In winning parliamentary elections, Moldova’s incumbent party has kept the country on track to join the European Union, overcoming Russia’s efforts to sow dissension and pull the Moldovans away from Brussels and toward Moscow.
Yet the outcome of Sunday’s vote and reactions to it showed just how wide the gap has become between pro-European and pro-Russian Moldovans. As the war in Ukraine wears on, Russia militarizes and its relations with the West grow more hostile, Moldova and other former Soviet-bloc states caught between them are trying to find a stable footing.

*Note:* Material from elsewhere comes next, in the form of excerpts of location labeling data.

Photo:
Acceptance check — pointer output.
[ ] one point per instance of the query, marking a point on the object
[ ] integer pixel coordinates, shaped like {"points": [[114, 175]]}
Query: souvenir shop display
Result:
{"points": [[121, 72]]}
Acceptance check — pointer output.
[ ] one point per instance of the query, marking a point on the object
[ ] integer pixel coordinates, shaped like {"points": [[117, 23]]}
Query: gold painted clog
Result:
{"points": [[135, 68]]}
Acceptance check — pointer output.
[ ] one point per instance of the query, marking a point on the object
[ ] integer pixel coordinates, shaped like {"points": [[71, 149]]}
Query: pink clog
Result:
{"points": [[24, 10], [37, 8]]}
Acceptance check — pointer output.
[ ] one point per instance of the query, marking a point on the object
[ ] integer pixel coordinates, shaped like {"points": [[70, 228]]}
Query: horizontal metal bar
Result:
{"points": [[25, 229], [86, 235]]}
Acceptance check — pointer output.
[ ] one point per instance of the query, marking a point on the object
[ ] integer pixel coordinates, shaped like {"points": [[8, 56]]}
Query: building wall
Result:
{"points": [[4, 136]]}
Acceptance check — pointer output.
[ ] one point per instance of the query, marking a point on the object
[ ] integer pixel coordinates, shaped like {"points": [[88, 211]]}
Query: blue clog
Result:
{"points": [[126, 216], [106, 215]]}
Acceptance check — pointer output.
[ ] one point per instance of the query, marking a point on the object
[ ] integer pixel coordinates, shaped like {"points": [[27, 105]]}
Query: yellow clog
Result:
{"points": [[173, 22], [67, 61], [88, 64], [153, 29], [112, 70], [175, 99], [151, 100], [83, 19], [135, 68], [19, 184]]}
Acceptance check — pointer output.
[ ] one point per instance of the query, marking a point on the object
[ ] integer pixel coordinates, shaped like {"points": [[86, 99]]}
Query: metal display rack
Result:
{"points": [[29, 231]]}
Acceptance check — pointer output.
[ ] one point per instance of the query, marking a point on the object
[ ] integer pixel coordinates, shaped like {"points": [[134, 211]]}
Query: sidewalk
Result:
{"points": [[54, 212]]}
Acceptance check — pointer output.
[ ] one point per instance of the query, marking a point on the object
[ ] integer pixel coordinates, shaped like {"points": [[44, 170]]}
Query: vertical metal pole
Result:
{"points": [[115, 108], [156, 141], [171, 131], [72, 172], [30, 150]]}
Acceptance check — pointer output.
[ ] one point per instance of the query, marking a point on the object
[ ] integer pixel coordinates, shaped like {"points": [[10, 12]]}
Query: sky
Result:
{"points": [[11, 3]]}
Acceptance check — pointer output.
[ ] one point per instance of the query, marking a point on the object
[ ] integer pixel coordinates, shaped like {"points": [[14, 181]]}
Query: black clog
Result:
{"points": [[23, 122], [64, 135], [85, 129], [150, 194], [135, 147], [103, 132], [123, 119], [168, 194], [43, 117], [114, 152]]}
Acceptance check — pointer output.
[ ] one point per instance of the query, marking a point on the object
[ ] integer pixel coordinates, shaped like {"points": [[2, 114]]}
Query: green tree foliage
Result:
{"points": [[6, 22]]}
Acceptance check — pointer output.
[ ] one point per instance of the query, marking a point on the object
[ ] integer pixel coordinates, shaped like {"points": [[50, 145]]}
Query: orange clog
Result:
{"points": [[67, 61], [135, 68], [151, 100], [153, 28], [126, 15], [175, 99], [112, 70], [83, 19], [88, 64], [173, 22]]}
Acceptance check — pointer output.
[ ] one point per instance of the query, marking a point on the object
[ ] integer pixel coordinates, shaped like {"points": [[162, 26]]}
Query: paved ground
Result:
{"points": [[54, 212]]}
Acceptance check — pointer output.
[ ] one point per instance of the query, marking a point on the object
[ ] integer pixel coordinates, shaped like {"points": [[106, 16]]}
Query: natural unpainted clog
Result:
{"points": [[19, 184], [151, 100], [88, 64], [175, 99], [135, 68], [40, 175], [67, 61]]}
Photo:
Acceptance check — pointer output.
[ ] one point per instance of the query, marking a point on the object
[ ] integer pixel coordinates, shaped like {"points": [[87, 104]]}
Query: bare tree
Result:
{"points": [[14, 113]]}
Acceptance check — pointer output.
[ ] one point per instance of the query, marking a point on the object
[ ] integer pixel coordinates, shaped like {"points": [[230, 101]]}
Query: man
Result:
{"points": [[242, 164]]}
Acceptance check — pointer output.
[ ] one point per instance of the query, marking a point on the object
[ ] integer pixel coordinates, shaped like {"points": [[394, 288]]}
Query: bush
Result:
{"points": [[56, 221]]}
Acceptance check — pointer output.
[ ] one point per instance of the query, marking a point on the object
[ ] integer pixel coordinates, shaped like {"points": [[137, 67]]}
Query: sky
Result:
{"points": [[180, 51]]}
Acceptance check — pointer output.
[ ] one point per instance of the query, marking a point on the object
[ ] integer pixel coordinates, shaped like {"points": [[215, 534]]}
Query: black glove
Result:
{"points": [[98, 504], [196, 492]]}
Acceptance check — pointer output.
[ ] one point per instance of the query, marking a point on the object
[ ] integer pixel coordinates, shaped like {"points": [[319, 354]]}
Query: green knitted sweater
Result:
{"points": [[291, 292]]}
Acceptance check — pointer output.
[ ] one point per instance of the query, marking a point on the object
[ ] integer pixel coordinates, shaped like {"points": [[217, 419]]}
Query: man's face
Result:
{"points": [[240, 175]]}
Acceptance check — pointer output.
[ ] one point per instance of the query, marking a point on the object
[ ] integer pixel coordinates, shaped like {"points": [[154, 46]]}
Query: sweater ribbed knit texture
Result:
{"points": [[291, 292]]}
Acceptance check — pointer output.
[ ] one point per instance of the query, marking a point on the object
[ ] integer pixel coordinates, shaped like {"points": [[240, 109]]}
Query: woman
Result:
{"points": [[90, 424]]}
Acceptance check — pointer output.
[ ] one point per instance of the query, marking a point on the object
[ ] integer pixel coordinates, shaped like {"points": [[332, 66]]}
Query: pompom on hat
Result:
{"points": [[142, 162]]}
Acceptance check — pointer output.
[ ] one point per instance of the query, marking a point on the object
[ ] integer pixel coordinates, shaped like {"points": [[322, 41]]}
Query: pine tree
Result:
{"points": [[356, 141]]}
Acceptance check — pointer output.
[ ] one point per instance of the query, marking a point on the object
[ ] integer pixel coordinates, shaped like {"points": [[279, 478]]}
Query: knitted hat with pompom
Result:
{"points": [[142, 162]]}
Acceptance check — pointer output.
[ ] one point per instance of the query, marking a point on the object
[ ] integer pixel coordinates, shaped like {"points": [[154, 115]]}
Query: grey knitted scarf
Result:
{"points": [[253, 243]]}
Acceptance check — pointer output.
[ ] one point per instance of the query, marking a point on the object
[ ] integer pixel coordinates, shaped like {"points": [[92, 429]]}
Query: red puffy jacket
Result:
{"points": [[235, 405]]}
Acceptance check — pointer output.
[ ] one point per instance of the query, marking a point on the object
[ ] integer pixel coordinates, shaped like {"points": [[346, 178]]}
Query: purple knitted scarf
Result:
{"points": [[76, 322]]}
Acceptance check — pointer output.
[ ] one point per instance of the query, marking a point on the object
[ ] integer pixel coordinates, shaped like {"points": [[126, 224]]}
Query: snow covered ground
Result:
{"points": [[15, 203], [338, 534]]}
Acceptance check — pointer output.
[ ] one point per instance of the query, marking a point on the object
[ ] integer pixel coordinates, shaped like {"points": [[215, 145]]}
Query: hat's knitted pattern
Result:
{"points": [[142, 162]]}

The Moldovan government’s supporters celebrated their victory as a defeat of Kremlin interference, following a campaign plagued by disinformation from Russia and allegations that it bought off voters. Moldova reported cyberattacks on electoral systems and hoax bomb threats at voting sites for expatriates, a key bloc of support for pro-European politicians.
“You have won battle after battle against enemies of our country,” Igor Grosu, the speaker of the Parliament, said on Monday.
“The European path is our way forward,” President Maia Sandu said.
Their Party of Action and Solidarity captured 55 of the 101 seats in Moldova’s Parliament, based on preliminary results — an absolute majority, though a smaller one than it won in the last parliamentary election, in 2021.